The product, listed as a “Castelli head thingy,” is a product described as a “neck warmer, hairband, face mask, bandana, helmet liner.”

The men’s version of the product was listed for $30, while the women’s product was listed for $35, though the only difference in the online store appeared to be the colour scheme.

The price discrepancy was pointed out on Monday by a Reddit user, who wrote they received a private response from MEC saying they wouldn’t change the prices because they’re set by the supplier.

“I think retailers should take responsibility in not passing the “pink tax” along to their female customers, even if their suppliers are the original source,” they wrote.

The men’s version of the product, advertised for $30. (MEC)

The women’s version advertised for $35. (MEC)

Both the items have since disappeared from MEC’s online store.

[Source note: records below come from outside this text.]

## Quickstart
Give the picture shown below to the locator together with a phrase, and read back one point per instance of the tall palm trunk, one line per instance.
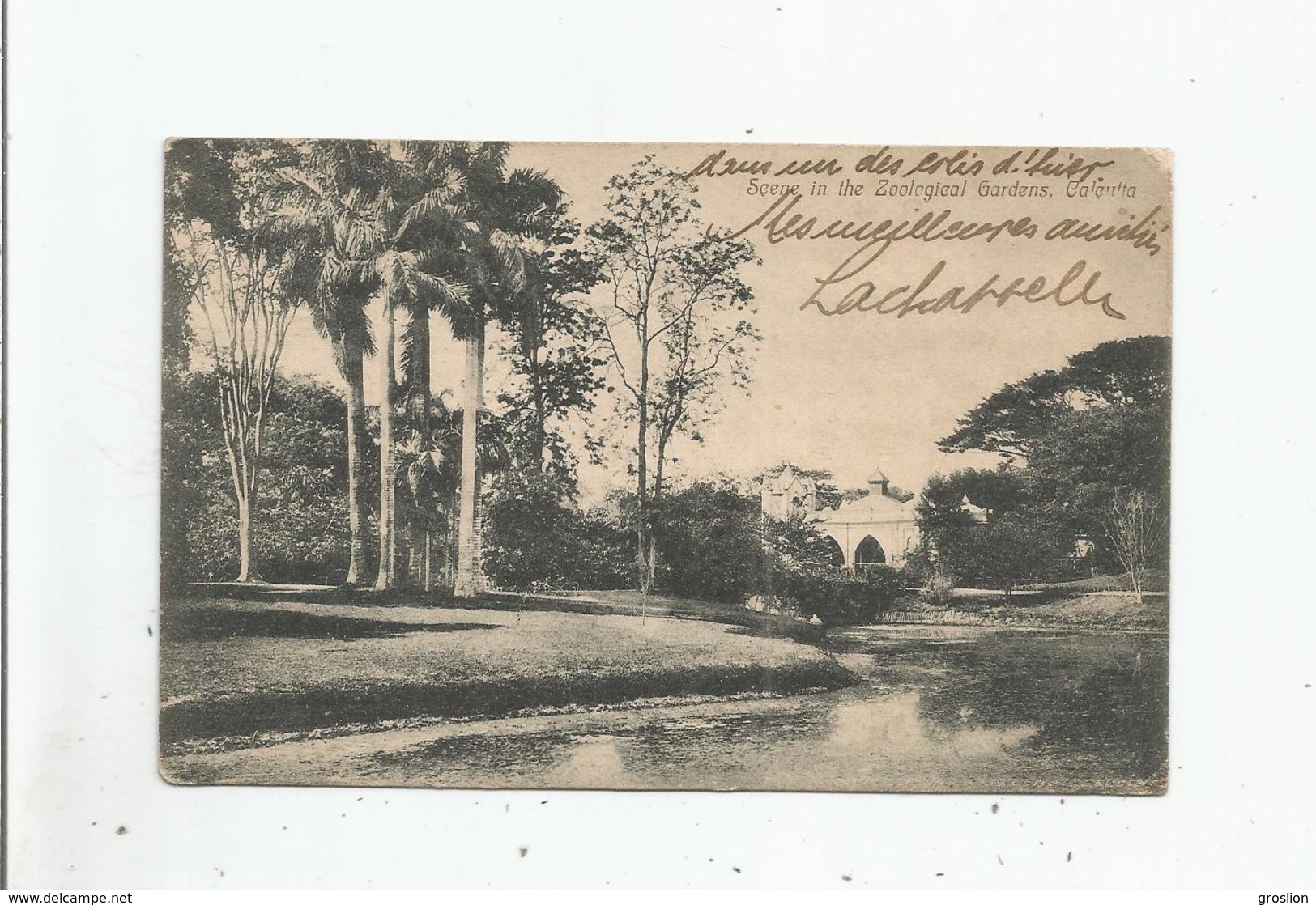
(419, 380)
(469, 567)
(387, 488)
(353, 372)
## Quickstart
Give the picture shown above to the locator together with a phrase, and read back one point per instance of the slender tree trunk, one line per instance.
(246, 538)
(417, 406)
(537, 433)
(642, 515)
(353, 372)
(469, 567)
(387, 490)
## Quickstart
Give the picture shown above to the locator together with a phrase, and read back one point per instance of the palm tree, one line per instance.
(334, 206)
(505, 215)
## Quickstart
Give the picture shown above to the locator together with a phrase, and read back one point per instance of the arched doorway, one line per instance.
(869, 553)
(835, 554)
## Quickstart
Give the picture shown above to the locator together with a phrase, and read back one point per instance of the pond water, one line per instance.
(937, 708)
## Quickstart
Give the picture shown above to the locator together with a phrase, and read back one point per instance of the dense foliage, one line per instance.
(300, 505)
(534, 536)
(1075, 442)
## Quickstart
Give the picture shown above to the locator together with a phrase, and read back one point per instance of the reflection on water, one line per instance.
(937, 709)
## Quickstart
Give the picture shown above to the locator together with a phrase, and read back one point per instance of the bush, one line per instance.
(837, 597)
(709, 543)
(534, 534)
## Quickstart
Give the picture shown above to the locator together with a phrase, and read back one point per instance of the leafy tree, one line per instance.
(1017, 546)
(1136, 526)
(674, 319)
(712, 533)
(333, 206)
(553, 347)
(237, 271)
(1082, 437)
(536, 534)
(1020, 414)
(303, 495)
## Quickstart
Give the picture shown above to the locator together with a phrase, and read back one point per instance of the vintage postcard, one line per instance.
(667, 466)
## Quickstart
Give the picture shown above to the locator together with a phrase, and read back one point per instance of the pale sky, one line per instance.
(861, 391)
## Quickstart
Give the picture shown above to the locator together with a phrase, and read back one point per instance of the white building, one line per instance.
(875, 529)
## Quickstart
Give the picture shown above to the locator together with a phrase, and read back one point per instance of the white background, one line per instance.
(95, 88)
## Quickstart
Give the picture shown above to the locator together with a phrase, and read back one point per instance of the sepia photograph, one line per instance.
(665, 466)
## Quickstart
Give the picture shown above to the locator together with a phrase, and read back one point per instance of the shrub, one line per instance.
(837, 597)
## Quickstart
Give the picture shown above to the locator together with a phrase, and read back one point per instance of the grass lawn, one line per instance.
(232, 669)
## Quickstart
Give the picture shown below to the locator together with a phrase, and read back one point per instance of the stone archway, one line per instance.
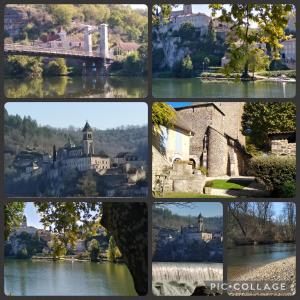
(128, 223)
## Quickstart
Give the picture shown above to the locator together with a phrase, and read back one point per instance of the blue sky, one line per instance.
(203, 8)
(179, 104)
(100, 115)
(207, 209)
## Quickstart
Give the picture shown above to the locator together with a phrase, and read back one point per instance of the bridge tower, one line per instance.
(88, 39)
(103, 41)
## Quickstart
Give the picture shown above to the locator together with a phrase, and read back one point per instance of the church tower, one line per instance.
(24, 222)
(87, 140)
(187, 9)
(200, 223)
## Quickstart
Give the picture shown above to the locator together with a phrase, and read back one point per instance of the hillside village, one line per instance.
(37, 242)
(122, 175)
(205, 142)
(189, 243)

In a written statement sent to CBC News on Tuesday, the outdoor gear and clothing retailer wrote it is obliged to comply with its vendors’ pricing when they have a policy in place about the minimum advertised price.

“We have reviewed the products in this case and haven’t found any significant differences in product features. We are connecting with our vendor partner now and expect both items to be back online tomorrow with identical pricing,” the statement read in part.

Pierre Perron, the general manager of Castelli, which makes the product, wrote in an email that the difference in pricing is based on the factory in which the items are manufactured.

“The same items can be produced in different factories with slight price discrepancy with no relation in gender,” he wrote.

Pricing discrimination difficult to prove

The “pink tax” refers to the phenomenon of gender-based price discrimination, where items whose ads target women are often priced higher than similar products advertised towards men.

For example, a 2016 study found that women in Canada pay over 40 per cent more than what men pay when it comes to personal care products.

Ken Whitehurst, the executive director of the Consumers Council of Canada, said that while some products appear to be priced differently based on the gender they’re advertised toward, regulators would need to investigate to determine whether a pricing difference was caused by a cost incurred in the supply chain.

“It is a very fair thing to wonder whether sometimes price discrimination is just discrimination, but it’s extremely hard to identify and prove,” he said.

“But if a company is taking a truly identical product in all ways and screening their customers and simply offering exactly the same product at different prices based on gender, that’s going to be pretty clearly discrimination.”

Whitehurst said the council’s goal is to see fair pricing for all customers.

“A way to put that to the test may be to buy products across what are perceived to be gender lines and see what happens to prices,” he said.